Ginger and Pear Upside-Down Cake
Serving Size: 12
- 2 sticks unsalted butter, softened
- 1 tsp pure vanilla extract
- 3 large eggs
- 1.25 cup granulated sugar
- 0.25 tsp salt
- 0.25 tsp freshly grated nutmeg
- 0.25 tsp ground ginger
- 1 tsp cinnamon
- 1.5 tsp baking powder
- 2 cup all-purpose flour
- 2 Tbsp minced crystallized ginger
- 0.25 cup plus 2 tablespoons honey
- 0.5 cup packed light brown sugar
- 4 medium, very firm Bosc pears—peeled, cored and cut into eighths
- 0.75 cup milk
- Preheat the oven to 350°. In a 10-inch cast-iron skillet, melt 4 tablespoons of the butter. Add the pears and cook over high heat, stirring, until crisp-tender. Add 4 tablespoons of the butter, the brown sugar and honey and stir over moderate heat until melted. Off the heat, arrange the pears in an overlapping ring, with the pointed ends facing the center. Fill the center with pears and sprinkle with the crystallized ginger.
- In a medium bowl, whisk the flour, baking powder, cinnamon, ground ginger, nutmeg and salt. In a large bowl, cream the remaining stick of butter. Add the granulated sugar; beat until light and fluffy. Beat in the eggs, 1 at a time. Add the vanilla. Beat in the dry ingredients in 3 additions, alternating with the milk. Spoon the batter evenly over the pears, spreading it to the edge.

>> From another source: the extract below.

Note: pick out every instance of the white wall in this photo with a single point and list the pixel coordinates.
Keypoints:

- Bake the cake on the bottom oven rack for 30 minutes, or until golden and a toothpick inserted in the center comes out clean. Let cool for 10 minutes, then invert a plate over the skillet. Quickly invert the skillet to release the cake. Replace any pears that stick to the skillet and drizzle any remaining syrup over the cake. Let cool before serving.
MAKE AHEAD: The unmolded cake can be refrigerated for up to 2 days.